I – Jornada Integral de Trabalho Docente:

a) total da carga horária semanal: 40 horas (2.400 minutos); b) atividades com alunos: 26h40min (1.600 minutos);

II – Jornada Básica de Trabalho Docente: a) total da carga horária semanal: 30 horas (1.800 minutos); b) atividades com alunos: 20 horas (1.200 minutos);

III – Jornada Inicial de Trabalho Docente: a) total da carga horária semanal: 24 horas (1.440 minutos); b) atividades com alunos: 16 horas (960 minutos);

IV – Jornada Reduzida de Trabalho Docente: a) total da carga horária semanal: 12 horas (720 minutos); b) atividades com alunos: 8 horas (480 minutos).
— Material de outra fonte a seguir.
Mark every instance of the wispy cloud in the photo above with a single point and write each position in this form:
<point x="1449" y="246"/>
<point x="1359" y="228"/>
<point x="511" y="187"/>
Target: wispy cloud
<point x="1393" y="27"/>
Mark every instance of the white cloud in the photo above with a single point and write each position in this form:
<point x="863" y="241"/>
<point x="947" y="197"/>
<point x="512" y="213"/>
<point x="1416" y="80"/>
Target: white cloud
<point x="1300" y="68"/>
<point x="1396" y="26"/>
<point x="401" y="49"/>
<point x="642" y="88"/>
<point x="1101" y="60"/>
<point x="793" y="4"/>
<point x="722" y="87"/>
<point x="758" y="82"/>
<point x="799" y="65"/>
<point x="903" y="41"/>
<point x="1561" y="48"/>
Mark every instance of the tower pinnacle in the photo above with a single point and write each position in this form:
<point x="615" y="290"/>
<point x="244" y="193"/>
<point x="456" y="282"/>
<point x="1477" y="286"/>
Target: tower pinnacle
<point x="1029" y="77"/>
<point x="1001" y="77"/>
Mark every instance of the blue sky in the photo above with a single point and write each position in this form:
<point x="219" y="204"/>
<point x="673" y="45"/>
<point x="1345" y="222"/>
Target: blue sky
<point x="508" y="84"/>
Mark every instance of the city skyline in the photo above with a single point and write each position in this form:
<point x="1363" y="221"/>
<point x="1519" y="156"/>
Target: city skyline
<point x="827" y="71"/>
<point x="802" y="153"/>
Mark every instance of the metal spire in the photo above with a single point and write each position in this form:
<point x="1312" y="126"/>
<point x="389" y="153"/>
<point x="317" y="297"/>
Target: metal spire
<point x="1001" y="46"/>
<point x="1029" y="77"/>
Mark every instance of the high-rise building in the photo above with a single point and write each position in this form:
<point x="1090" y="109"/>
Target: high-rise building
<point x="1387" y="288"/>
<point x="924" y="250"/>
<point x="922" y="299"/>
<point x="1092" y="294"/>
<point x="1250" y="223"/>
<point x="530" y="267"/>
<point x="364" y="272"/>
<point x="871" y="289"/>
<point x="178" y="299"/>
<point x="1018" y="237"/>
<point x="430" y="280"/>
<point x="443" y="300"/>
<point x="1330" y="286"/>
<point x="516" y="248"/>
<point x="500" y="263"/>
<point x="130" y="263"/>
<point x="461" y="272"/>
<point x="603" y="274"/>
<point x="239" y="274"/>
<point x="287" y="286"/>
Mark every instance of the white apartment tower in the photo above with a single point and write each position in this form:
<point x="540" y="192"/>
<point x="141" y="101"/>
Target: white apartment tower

Artigo 2º - Para cumprimento do disposto no artigo anterior, as jornadas de trabalho docente passam a ser exercidas em aulas de 50 (cinquenta) minutos, na seguinte conformidade:

I – Jornada Integral de Trabalho Docente: a) 32 (trinta e duas) aulas; b) 3 (três) aulas de trabalho pedagógico coletivo na escola; c) 13 (treze) aulas de trabalho pedagógico em local de livre escolha;

II – Jornada Básica de Trabalho Docente: a) 24 (vinte e quatro) aulas; b) 2 (duas) aulas de trabalho pedagógico coletivo na escola; c) 10 (dez) aulas de trabalho pedagógico em local de livre escolha;

III – Jornada Inicial de Trabalho Docente: a) 19 (dezenove) aulas; b) 2 (duas) aulas de trabalho pedagógico coletivo na escola; c) 7 (sete) aulas de trabalho pedagógico em local de livre escolha;

IV – Jornada Reduzida de Trabalho Docente: a) 9 (nove) aulas; b) 2 (duas) aulas de trabalho pedagógico coletivo na escola; c) 3 (três) aula de trabalho pedagógico em local de livre escolha.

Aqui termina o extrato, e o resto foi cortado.